Para encontrar el Palazzo dell’Arengo, sólo mira hacia un gran edificio de ladrillo con arcos altísimos en la planta baja y una fila de ventanas junto a una muralla con dientes en la parte superior, justo en la Piazza Cavour.
Imagina el bullicio de la plaza hace cientos de años: el sonido de las voces, el golpeteo de los bastones y hasta el murmullo nervioso de quienes entraban y salían por estos enormes arcos. El Palazzo dell’Arengo fue, nada menos, que el corazón donde se reunía el pueblo de Rímini para tomar decisiones importantes. Piensa que en el año 1204, cuando Mario de Carbonesi decidió crear ese maravilloso loggiato, probablemente nunca imaginó cuántas historias escucharían estos muros de ladrillo.
Ahora, ¿ves esas escaleras y los arcos? En aquellos tiempos, justo ahí, los notarios ponían sus escritorios y la justicia se administraba directamente frente a todos.

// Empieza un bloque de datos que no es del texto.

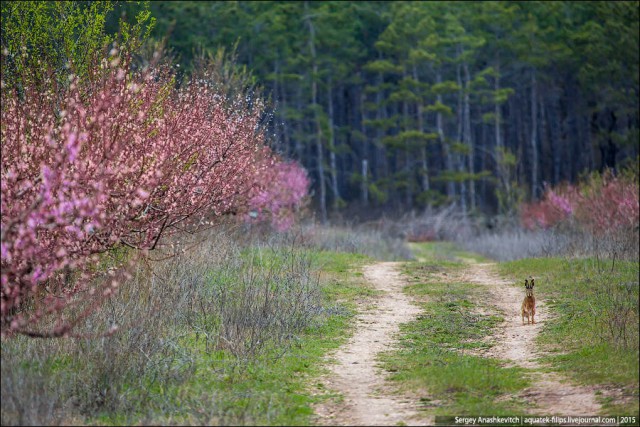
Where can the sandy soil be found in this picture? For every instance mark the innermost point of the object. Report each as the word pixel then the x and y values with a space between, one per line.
pixel 367 399
pixel 514 342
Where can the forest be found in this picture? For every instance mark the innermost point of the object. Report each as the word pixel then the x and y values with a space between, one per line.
pixel 319 212
pixel 394 106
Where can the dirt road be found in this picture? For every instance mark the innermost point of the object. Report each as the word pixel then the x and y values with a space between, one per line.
pixel 368 399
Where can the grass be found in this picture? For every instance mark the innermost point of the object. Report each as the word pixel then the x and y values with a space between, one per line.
pixel 593 337
pixel 436 351
pixel 224 334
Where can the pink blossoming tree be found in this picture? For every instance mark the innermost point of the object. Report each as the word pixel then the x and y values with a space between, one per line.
pixel 123 160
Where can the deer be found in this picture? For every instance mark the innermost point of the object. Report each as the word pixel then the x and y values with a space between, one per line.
pixel 529 303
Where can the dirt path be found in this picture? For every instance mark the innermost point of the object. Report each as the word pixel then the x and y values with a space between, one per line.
pixel 367 398
pixel 551 394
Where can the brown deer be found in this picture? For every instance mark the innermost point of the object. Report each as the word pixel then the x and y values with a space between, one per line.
pixel 529 303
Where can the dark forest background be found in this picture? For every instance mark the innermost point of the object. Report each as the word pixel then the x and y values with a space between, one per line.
pixel 394 106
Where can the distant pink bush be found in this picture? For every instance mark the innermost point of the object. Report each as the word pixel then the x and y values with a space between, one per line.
pixel 609 203
pixel 283 194
pixel 554 207
pixel 123 160
pixel 602 203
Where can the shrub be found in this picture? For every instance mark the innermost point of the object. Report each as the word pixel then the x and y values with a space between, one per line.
pixel 601 204
pixel 288 186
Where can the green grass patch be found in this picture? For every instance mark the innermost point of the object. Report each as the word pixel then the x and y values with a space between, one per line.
pixel 434 356
pixel 217 387
pixel 593 335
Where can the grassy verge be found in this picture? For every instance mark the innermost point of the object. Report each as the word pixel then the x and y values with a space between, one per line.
pixel 593 337
pixel 222 335
pixel 435 358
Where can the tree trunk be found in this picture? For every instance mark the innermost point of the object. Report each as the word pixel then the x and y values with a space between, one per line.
pixel 534 135
pixel 463 186
pixel 423 149
pixel 365 161
pixel 314 103
pixel 451 185
pixel 467 135
pixel 332 150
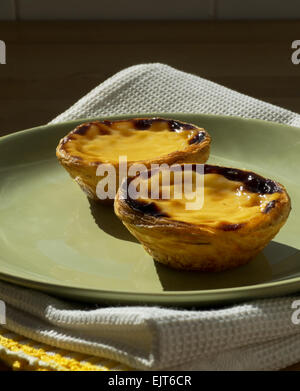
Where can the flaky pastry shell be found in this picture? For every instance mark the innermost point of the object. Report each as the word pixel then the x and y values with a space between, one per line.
pixel 232 232
pixel 166 141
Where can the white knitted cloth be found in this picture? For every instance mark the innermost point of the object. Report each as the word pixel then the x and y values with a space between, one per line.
pixel 258 335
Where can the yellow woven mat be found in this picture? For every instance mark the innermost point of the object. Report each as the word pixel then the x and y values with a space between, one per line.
pixel 20 353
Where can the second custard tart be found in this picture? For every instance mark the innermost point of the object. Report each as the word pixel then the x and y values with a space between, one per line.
pixel 240 214
pixel 143 141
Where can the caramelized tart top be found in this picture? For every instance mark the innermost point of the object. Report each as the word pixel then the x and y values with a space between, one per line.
pixel 232 197
pixel 138 139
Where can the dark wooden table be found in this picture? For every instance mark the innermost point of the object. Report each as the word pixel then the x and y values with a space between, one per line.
pixel 52 64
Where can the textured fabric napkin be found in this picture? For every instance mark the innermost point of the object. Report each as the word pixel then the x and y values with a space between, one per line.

Y si te crees que las multas de hoy son duras, escucha esto: había una gran piedra llamada el “lapis magnum” donde los que no pagaban sus deudas tenían que sentarse y… ¡dar tres golpecitos con el trasero desnudo mientras confesaban su fracaso! Así que, si alguna vez llegas tarde al pago de una pizza en Rímini, ¡ya sabes, podrías haber tenido un destino mucho peor!
En la planta de arriba, el aire huele a historia y arte, con frescos medievales que tal vez fueron testigos de secretos y conspiraciones. Y, para completar la película, el palacio tiene una torre campanaria que fue cárcel. Así que, si alguna puerta suena extraña, ¡no te asustes! Quizá sea sólo un fantasma risueño de la Edad Media.